A Shot of Jozi

A Magnificent mural in the urban regeneration project's Mboneng.  Pic: Nikki Brighton

A Magnificent mural in the urban regeneration project’s Mboneng. Pic: Nikki Brighton

A Shot of Jozi
Feeling old, uninspired or just plain tired? Forget about a few days at the spa. A trip to Jozi is just what you need. From the Midlands, Johannesburg looks terrifying. The gated estates, the endless traffic, and piles of broken concrete are unappealing. Head to the inner city however and the energy and colour is mesmerising.

I explored Maboneng – the Place of Light. This urban regeneration project is utterly inspiring. Dreary buildings are transformed with murals, planters filled with grass, trees line the pavements, there is no litter, cafes are tucked into alley ways and apartments overlook the action. The battered brickwork of old warehouses is juxtaposed with up to the minute colour combinations that revive tired buildings, Edwardian architecture alongside the edgy industrial style. Plenty of artists have studios here. The Bioscope has re-purposed old car seats for cinema seating. Many shops sold vintage clothing while others were filled with funky ShweShwe frocks.

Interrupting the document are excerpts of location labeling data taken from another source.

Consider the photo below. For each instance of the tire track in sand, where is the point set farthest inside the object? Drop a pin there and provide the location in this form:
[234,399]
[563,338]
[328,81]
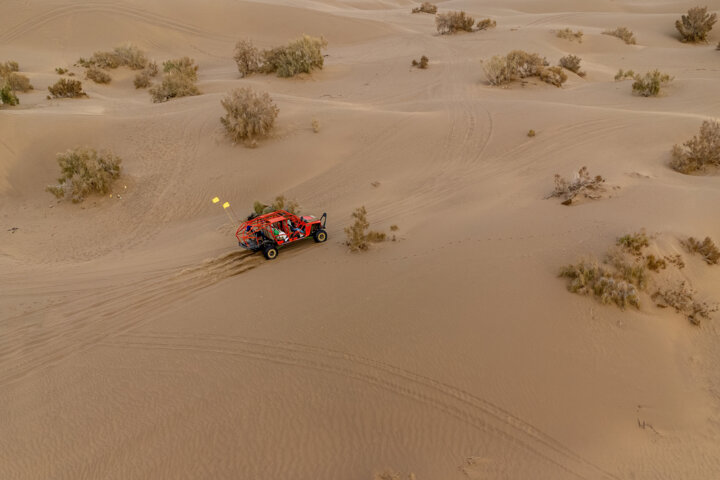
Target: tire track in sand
[92,318]
[28,26]
[458,403]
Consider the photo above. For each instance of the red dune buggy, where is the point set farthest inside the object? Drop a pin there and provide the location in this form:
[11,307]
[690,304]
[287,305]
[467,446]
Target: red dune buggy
[268,232]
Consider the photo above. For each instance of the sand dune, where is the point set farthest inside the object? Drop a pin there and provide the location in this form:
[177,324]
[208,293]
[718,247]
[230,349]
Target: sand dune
[137,341]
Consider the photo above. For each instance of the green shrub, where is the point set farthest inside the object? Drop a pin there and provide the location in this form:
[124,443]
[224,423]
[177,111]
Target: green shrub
[649,85]
[452,22]
[423,63]
[97,75]
[700,152]
[83,172]
[299,56]
[568,34]
[572,63]
[358,235]
[486,24]
[425,7]
[249,115]
[695,26]
[622,33]
[707,249]
[67,88]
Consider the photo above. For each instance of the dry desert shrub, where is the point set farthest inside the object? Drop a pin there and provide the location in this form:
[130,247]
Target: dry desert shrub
[247,57]
[553,75]
[425,7]
[423,63]
[707,249]
[700,152]
[654,263]
[249,115]
[588,277]
[83,172]
[358,235]
[695,26]
[649,84]
[572,63]
[280,203]
[582,184]
[622,33]
[97,75]
[452,22]
[568,34]
[634,243]
[178,80]
[682,299]
[8,67]
[7,96]
[485,24]
[18,82]
[123,56]
[144,78]
[622,75]
[67,88]
[299,56]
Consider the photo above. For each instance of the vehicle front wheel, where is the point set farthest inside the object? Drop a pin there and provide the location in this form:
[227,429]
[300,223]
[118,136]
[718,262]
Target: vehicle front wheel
[270,253]
[320,236]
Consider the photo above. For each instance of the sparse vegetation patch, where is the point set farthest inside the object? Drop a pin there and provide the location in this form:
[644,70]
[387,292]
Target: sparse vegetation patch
[83,171]
[520,64]
[572,63]
[423,63]
[97,75]
[622,33]
[485,24]
[568,34]
[649,84]
[700,152]
[178,80]
[67,88]
[682,299]
[280,203]
[452,22]
[695,26]
[249,115]
[425,7]
[582,184]
[358,235]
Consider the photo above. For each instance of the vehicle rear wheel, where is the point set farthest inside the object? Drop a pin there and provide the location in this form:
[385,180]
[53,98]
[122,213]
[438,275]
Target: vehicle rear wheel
[270,253]
[320,236]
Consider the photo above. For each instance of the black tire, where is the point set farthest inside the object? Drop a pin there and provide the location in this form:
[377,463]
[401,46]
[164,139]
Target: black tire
[270,253]
[320,236]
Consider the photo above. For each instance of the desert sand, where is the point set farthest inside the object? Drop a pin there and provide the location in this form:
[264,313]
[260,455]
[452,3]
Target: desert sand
[138,341]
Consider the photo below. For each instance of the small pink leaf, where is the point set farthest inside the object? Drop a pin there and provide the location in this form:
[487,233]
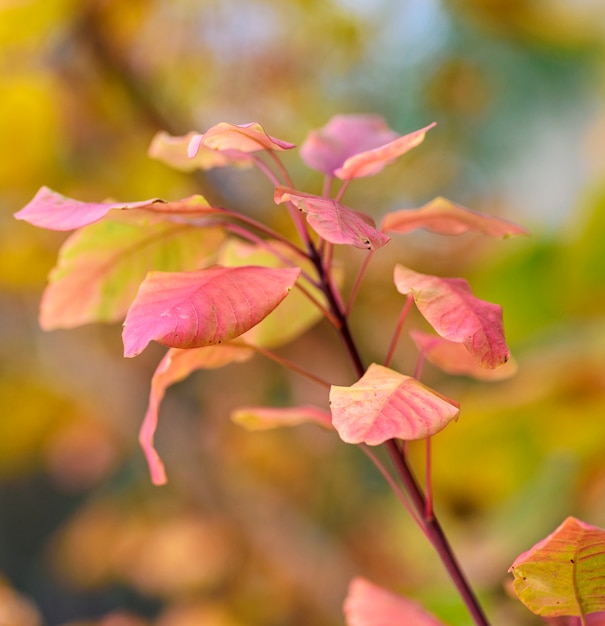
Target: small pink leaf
[446,218]
[51,210]
[564,574]
[239,137]
[450,307]
[174,367]
[333,221]
[454,358]
[373,161]
[265,418]
[210,306]
[174,151]
[368,604]
[384,404]
[344,136]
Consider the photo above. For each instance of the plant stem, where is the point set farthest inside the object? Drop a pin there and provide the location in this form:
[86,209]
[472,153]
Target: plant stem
[429,522]
[436,534]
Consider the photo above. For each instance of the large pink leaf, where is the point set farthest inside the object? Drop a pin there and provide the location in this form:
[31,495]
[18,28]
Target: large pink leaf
[240,137]
[49,209]
[454,358]
[368,604]
[384,404]
[174,151]
[344,136]
[373,161]
[265,418]
[446,218]
[210,306]
[564,574]
[174,367]
[450,307]
[101,266]
[333,221]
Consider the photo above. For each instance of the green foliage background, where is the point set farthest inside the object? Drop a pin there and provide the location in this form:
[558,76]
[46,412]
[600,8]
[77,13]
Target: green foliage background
[269,528]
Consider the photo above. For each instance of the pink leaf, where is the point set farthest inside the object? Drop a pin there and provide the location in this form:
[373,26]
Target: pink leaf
[174,367]
[174,151]
[384,404]
[446,218]
[333,221]
[210,306]
[51,210]
[239,137]
[344,136]
[450,307]
[368,604]
[265,418]
[454,358]
[564,574]
[373,161]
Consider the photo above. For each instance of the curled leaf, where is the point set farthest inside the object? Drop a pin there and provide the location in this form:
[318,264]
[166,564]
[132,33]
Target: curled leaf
[450,307]
[174,151]
[236,137]
[333,221]
[101,266]
[266,418]
[564,574]
[446,218]
[384,404]
[174,367]
[49,209]
[201,308]
[454,358]
[368,604]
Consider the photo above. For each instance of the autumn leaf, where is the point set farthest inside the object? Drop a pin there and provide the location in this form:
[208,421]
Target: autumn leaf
[236,137]
[333,221]
[450,307]
[174,151]
[49,209]
[446,218]
[564,574]
[368,604]
[101,266]
[265,418]
[174,367]
[352,146]
[206,307]
[453,358]
[384,404]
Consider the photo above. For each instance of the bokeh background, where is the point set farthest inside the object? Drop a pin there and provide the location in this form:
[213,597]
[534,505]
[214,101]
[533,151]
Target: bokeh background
[268,528]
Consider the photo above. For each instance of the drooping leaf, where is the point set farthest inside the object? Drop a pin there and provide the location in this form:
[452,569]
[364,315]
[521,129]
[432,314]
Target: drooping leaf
[564,574]
[206,307]
[450,307]
[49,209]
[297,313]
[327,148]
[368,604]
[446,218]
[454,358]
[174,151]
[333,221]
[265,418]
[375,160]
[101,266]
[174,367]
[240,137]
[384,404]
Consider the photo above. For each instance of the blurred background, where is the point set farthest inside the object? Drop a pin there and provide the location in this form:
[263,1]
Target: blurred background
[268,528]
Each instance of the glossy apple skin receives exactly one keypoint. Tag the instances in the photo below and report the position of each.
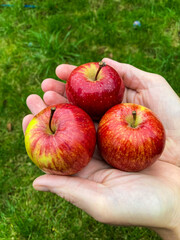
(72, 145)
(94, 97)
(127, 148)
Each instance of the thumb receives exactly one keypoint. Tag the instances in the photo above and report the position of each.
(82, 193)
(133, 77)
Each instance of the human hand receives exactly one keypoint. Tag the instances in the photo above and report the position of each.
(148, 198)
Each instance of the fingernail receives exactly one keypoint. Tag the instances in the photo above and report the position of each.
(40, 188)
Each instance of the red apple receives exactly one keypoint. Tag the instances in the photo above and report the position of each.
(61, 139)
(130, 137)
(95, 87)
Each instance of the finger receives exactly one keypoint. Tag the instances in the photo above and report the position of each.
(52, 97)
(64, 70)
(26, 121)
(80, 192)
(35, 104)
(133, 77)
(53, 85)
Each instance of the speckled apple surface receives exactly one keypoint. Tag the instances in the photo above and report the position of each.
(130, 148)
(72, 145)
(94, 96)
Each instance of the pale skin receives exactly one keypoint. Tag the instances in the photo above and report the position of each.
(149, 198)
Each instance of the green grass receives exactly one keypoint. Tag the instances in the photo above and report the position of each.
(32, 43)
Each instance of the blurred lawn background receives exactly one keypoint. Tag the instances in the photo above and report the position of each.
(33, 41)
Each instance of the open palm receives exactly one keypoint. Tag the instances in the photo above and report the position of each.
(107, 194)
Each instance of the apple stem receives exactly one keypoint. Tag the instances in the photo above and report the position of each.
(134, 118)
(53, 109)
(101, 64)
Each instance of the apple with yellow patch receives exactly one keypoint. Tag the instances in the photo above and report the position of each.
(130, 137)
(61, 139)
(95, 87)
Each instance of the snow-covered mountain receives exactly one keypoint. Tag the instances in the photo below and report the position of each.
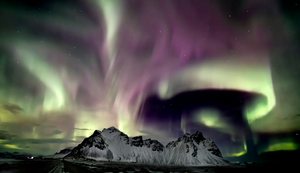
(113, 145)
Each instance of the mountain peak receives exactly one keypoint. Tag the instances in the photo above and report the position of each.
(111, 129)
(112, 144)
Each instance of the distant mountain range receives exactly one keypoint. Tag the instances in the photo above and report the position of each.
(113, 145)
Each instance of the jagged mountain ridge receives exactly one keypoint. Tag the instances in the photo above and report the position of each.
(113, 145)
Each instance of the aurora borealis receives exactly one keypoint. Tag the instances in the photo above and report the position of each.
(70, 67)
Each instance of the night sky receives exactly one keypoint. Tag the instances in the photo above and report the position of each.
(229, 68)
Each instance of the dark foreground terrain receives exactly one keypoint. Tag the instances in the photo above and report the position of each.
(60, 166)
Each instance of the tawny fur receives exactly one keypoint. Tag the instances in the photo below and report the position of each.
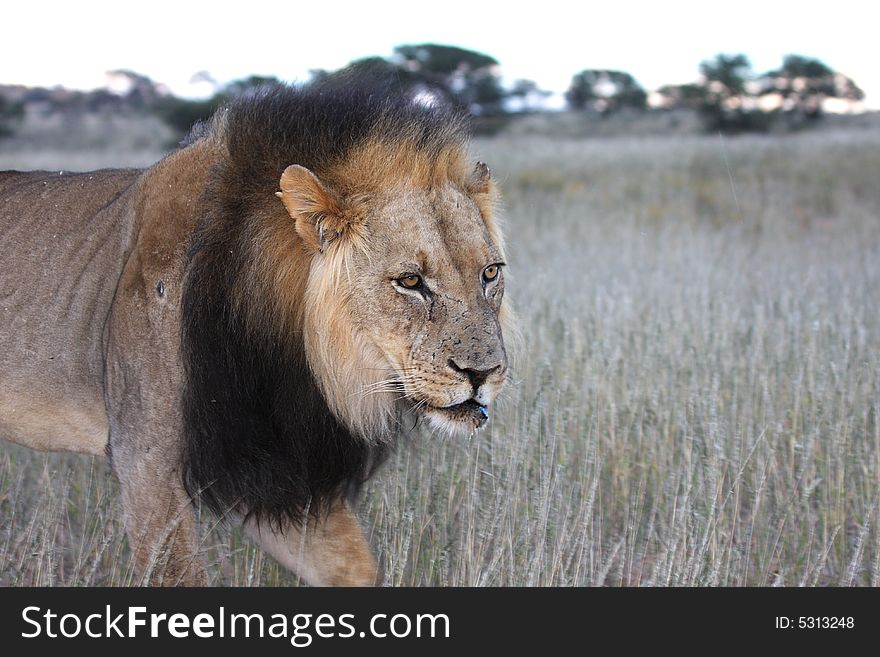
(100, 280)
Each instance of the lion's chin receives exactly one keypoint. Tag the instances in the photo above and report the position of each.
(464, 418)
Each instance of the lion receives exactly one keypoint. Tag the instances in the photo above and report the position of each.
(245, 325)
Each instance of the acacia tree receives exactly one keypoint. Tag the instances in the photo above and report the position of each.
(804, 83)
(467, 77)
(605, 91)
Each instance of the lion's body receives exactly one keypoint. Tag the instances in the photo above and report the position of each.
(60, 264)
(200, 332)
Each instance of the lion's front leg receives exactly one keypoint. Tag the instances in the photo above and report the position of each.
(328, 552)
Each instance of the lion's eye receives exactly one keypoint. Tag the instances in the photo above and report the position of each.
(410, 281)
(490, 273)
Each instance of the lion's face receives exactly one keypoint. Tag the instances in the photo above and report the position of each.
(404, 300)
(428, 295)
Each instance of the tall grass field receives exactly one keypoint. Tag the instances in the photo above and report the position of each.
(694, 401)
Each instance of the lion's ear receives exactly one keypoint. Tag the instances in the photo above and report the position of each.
(480, 180)
(317, 211)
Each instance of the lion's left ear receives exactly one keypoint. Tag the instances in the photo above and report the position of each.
(480, 180)
(318, 212)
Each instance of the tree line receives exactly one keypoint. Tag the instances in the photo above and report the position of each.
(728, 95)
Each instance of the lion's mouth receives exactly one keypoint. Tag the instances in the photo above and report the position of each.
(468, 412)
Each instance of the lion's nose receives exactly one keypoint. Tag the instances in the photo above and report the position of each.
(476, 377)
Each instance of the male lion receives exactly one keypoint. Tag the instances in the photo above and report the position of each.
(252, 348)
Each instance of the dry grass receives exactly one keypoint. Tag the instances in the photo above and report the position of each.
(697, 402)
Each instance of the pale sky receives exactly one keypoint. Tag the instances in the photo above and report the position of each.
(73, 43)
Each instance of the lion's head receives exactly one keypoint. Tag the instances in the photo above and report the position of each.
(373, 286)
(404, 296)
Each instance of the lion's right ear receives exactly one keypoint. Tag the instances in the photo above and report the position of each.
(317, 211)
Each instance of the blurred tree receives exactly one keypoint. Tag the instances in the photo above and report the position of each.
(467, 77)
(11, 112)
(803, 84)
(728, 104)
(182, 113)
(525, 96)
(605, 91)
(682, 96)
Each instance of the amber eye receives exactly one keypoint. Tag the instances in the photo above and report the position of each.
(410, 281)
(490, 273)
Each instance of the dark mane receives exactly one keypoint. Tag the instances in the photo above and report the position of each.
(260, 438)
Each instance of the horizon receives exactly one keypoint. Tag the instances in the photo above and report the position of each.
(665, 45)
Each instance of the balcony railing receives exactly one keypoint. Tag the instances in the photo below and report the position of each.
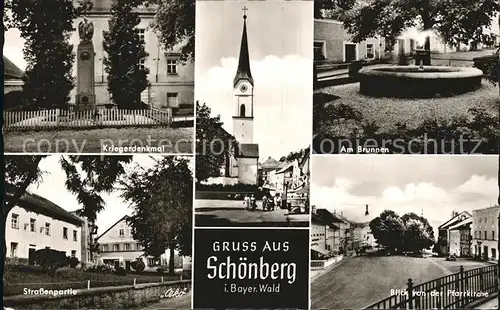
(453, 291)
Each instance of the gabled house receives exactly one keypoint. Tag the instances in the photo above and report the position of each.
(37, 223)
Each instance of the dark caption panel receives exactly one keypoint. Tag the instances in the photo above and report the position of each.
(257, 268)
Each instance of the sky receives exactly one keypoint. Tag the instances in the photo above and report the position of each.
(436, 185)
(52, 188)
(279, 38)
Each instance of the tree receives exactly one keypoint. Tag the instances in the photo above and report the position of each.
(88, 177)
(332, 9)
(388, 229)
(175, 22)
(214, 146)
(124, 49)
(418, 233)
(463, 22)
(162, 197)
(48, 79)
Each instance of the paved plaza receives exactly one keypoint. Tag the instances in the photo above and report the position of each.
(234, 213)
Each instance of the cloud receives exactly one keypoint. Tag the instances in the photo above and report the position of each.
(282, 100)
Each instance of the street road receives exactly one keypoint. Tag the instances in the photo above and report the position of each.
(360, 281)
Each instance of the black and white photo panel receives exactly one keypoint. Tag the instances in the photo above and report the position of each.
(254, 98)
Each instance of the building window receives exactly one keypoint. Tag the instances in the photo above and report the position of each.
(142, 64)
(171, 99)
(319, 54)
(14, 221)
(142, 35)
(172, 66)
(32, 225)
(13, 249)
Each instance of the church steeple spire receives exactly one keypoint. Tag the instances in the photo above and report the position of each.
(243, 71)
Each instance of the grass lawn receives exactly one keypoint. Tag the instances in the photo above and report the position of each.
(20, 277)
(173, 140)
(386, 114)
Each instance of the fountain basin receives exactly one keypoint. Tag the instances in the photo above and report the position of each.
(412, 82)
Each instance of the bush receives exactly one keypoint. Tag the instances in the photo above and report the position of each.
(138, 265)
(120, 271)
(50, 260)
(73, 262)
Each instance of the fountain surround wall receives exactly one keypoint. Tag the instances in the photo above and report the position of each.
(413, 82)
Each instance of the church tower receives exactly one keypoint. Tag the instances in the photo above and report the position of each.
(243, 93)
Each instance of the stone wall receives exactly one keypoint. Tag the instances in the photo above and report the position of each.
(117, 297)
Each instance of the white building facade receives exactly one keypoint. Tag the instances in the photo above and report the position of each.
(36, 224)
(485, 233)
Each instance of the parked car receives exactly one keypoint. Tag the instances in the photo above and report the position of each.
(482, 62)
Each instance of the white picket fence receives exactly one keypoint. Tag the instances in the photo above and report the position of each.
(57, 119)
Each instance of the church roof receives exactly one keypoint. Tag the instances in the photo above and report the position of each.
(243, 71)
(248, 150)
(270, 163)
(10, 70)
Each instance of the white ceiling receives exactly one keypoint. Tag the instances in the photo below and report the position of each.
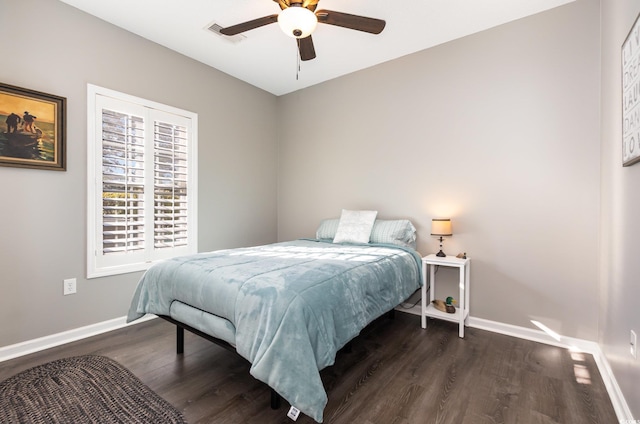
(267, 58)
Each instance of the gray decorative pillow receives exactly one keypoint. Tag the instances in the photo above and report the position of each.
(327, 229)
(355, 226)
(400, 232)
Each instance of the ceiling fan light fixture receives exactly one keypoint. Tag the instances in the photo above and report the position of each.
(297, 21)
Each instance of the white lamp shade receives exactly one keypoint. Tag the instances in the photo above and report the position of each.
(297, 21)
(441, 227)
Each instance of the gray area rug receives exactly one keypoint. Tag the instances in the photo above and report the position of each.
(82, 389)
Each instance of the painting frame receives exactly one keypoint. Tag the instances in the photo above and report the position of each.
(33, 129)
(630, 85)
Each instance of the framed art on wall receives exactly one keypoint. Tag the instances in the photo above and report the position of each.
(34, 129)
(630, 56)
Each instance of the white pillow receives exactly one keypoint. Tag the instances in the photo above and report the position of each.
(355, 226)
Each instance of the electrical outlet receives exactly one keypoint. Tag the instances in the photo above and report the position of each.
(69, 286)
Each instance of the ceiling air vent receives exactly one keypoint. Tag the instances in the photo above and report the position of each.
(215, 28)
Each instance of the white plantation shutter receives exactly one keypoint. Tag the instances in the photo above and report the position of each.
(123, 208)
(142, 205)
(170, 185)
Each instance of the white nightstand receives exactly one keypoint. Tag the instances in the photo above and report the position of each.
(462, 309)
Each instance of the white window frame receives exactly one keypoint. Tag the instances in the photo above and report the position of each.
(99, 264)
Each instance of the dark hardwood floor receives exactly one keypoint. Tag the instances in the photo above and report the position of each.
(395, 373)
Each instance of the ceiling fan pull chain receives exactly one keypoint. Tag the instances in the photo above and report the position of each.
(297, 59)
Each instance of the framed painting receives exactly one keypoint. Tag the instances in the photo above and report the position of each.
(34, 129)
(630, 56)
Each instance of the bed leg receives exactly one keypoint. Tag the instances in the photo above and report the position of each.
(275, 399)
(179, 340)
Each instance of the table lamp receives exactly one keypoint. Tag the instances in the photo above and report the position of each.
(441, 227)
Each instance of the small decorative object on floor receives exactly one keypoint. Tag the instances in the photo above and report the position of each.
(82, 389)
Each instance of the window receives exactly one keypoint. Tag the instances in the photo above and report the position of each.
(142, 191)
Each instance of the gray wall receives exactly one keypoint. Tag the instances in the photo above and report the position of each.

The names of the cafes are all so clever, but it still has a neighbourhood feel. Women working in factories sit on the benches with their lunch, people stop to chat on the pavement and no one seems in a rush. Actually, I was really struck by the friendliness in Jo’burg altogether. Even the beggars, junk sellers and pamphlet distributors at the traffic lights are friendly and chatty!

In Melville, I explored a shopping centre created entirely from shipping containers. At a bar on 7th Street, I drank local beer – Soweto Gold – and watched hipsters, tattooed girls and a man in fairy wings wander by. Braamfontein is an older urban regeneration project where colourful metal sculptures line the clean streets. The NeighbourGoods Market has heaps, absolutely heaps, of fabulous food which you can enjoy on the rooftop terrace with fantastic views. A charming young man sold me bread he had baked just that morning, an Italian couple had me taste every one of their handmade cheeses and a cool pair of ice cream makers were able to tell me where the cows that produce the milk for their ice cream lived.

My experience was overwhelmingly young, vibrant, filled with infectious enthusiasm and entrepreneurial verve. Much to my amusement, a trendy 20-something shop keeper waxed lyrical about my grey hair, longing for the day her dark braids would be streaked with silver. Who would have thought that the big city could be so inspiring and refreshing? Go.